Before we get into the different types of brake line flares, it is important that you first understand the purpose of brake lines for your car’s braking system.
There are two different types of brake lines used on vehicles today: flexible and rigid lines. The role of all brake lines in the braking system is to transport brake fluid to the wheel cylinders, activating the caliper and brake pads, which work to apply pressure to the rotors (discs) and stop the car.
The rigid brake line is connected to the master cylinder and a flexible brake line (hose) is used on the end to connect the brake line to the braking system moving parts – the wheel cylinders and calipers.
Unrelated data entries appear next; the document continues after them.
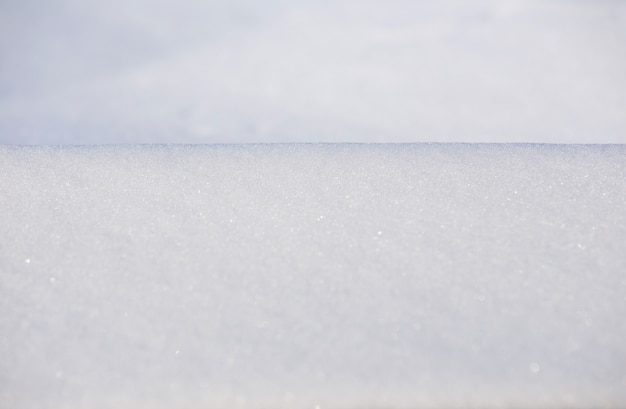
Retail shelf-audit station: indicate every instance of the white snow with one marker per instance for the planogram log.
(303, 276)
(326, 276)
(239, 71)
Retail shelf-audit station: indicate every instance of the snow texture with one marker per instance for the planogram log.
(239, 71)
(304, 276)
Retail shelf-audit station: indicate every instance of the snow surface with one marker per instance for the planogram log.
(304, 276)
(239, 71)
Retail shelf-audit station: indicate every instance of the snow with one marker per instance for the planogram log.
(298, 276)
(165, 244)
(199, 71)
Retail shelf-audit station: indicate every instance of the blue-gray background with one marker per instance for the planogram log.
(139, 71)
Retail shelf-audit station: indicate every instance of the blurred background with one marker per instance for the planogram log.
(240, 71)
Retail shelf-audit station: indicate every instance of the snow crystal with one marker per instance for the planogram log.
(206, 276)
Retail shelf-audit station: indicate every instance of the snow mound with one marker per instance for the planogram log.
(298, 276)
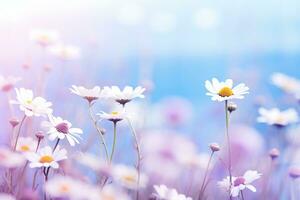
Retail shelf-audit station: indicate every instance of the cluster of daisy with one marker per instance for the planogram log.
(37, 153)
(49, 153)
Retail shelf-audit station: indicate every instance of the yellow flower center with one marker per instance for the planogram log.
(29, 101)
(107, 197)
(46, 159)
(225, 92)
(25, 148)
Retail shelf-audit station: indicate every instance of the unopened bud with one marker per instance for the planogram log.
(294, 172)
(14, 122)
(274, 153)
(214, 147)
(39, 135)
(231, 107)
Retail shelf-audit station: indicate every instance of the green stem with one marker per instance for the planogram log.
(205, 176)
(99, 131)
(114, 143)
(139, 158)
(228, 144)
(18, 133)
(242, 195)
(56, 144)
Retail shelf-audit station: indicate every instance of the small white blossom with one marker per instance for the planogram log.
(45, 157)
(114, 116)
(124, 96)
(32, 106)
(221, 91)
(88, 94)
(61, 129)
(164, 193)
(26, 144)
(240, 183)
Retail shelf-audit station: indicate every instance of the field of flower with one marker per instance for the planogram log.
(124, 100)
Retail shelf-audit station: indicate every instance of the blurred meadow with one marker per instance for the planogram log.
(170, 48)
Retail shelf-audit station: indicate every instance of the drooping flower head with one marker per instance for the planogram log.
(89, 94)
(276, 117)
(124, 96)
(164, 193)
(240, 183)
(45, 157)
(221, 91)
(32, 106)
(61, 129)
(114, 116)
(7, 83)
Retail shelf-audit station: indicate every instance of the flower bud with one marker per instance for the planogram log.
(231, 107)
(214, 147)
(14, 122)
(39, 135)
(294, 172)
(274, 153)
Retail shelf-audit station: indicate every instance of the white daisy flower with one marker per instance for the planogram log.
(61, 129)
(10, 159)
(45, 157)
(240, 183)
(5, 196)
(7, 83)
(124, 96)
(114, 116)
(128, 177)
(65, 52)
(286, 83)
(67, 187)
(164, 193)
(88, 94)
(276, 117)
(32, 106)
(44, 37)
(221, 91)
(26, 144)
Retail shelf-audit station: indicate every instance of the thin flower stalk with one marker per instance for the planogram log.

A flexible hose is needed to withstand the movement of the wheels, the system would not be as effective if all parts of the brake line were made of rigid steel.
However, some car manufacturers do use thin and flexible braided steel brake lines at the wheel cylinder.
Braided steel allows the brake lines the freedom of movement that is needed at the wheel connection but is also stronger and more durable than the traditional rubber lines which can be prone to leaks and damage.
Brake Line Flares
To help create a stronger connection and prevent brake fluid leaks from occurring, brake line flares are used. The flares on brake lines make it possible to connect the components together more securely.
Without the flares, the brake lines may leak at the connection points, as the pressure of the brake fluid moving through the lines can become too intense.
Brake line flares need to be strong to keep a secure connection and to effectively stop leaks. The majority of brake line flares are made from either nickel-copper alloy, stainless steel, or galvanized steel.
As well as being strong, it is important that the brake line flare components are corrosion resistant. If rust builds up on the brake flares, they are less likely to work correctly and they may need to be replaced prematurely.